Back in 1999, Arndt, Zellinger and co-workers observed a two-slit interference of C60 molecules (i.e. buckyballs), in what was the largest molecule to exhibit such interference phenomena at the time. The grating used had a period of about 100 nm in the experiment, while the approximate de Broglie wavelength of the C60 molecules was 2.5 picometers. This was a startling discovery for a couple reasons:

1. The beam of C60 molecules used here was far from being perfectly monochromatic. In fact, there was a pretty significant spread of initial velocities, with the full width at half maximum ($\Delta v/v$) getting to be as broad as 60%.
2. The C60 molecules were not in their ground state. The initial beam was prepared by sublimating the molecules in an oven which was heated to 900-1000K. It is estimated, therefore, that there were likely 3 to 4 photons exchanged with the background blackbody field during the beam’s passage through the instrument. Hence the C60 molecules can be said to have been strongly interacting with the environment.
3. The molecule consists of approximately 360 protons, 360 neutrons and 360 electrons (about 720 amu), which means that treating the C60 molecule as a purely classical object would be perfectly adequate for most purposes.

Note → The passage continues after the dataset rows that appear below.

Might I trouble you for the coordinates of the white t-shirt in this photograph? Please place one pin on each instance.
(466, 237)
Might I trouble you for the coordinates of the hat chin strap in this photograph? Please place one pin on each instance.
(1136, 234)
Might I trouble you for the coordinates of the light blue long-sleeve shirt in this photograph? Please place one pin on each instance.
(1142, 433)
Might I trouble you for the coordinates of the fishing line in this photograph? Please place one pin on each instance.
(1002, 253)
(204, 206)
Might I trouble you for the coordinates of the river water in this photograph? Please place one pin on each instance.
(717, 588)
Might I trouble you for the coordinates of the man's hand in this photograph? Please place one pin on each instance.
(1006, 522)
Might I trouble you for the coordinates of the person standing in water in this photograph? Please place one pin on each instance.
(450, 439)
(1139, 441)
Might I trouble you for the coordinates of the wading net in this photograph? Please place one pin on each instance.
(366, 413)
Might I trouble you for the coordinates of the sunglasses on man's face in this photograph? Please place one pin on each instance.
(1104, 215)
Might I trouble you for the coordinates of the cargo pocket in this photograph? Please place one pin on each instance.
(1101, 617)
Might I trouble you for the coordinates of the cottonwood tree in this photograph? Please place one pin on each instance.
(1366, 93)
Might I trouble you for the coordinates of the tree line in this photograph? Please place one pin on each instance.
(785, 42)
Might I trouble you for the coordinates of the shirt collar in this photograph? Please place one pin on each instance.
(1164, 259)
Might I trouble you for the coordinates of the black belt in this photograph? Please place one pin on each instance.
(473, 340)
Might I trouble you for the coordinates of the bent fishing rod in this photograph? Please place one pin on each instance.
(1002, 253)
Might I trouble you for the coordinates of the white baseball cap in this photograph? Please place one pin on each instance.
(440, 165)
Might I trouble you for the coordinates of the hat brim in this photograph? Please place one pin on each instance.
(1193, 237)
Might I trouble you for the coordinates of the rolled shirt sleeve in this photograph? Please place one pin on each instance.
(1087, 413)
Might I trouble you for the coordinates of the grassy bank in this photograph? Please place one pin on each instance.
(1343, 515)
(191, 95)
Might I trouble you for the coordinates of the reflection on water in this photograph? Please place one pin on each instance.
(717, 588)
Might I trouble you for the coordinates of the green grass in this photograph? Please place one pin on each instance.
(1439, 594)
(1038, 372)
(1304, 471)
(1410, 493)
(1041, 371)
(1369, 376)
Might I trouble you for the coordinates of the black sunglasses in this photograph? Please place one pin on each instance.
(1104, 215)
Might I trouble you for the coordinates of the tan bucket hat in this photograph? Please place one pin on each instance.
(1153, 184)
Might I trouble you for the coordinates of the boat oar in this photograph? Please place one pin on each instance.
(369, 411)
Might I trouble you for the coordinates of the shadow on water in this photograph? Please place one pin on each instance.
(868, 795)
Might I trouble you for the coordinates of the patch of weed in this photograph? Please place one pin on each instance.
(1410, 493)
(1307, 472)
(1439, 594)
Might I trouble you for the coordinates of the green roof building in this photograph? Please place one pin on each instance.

In the present, the record set by the C60 molecule has since been smashed by the larger molecules with mass up to 10,000 amu. This is now within one order of magnitude of a small virus. If I was a betting man, I wouldn’t put money against viruses exhibiting interference effects as well.

This of course raises the question as to how far these experiments can go and to what extent they can be applied to the human scale. Unfortunately, we will probably have to wait for a while to be able to definitively have an answer to that question. However, these experiments are a tour-de-force and make us face some of our deepest discomforts concerning the quantum formalism.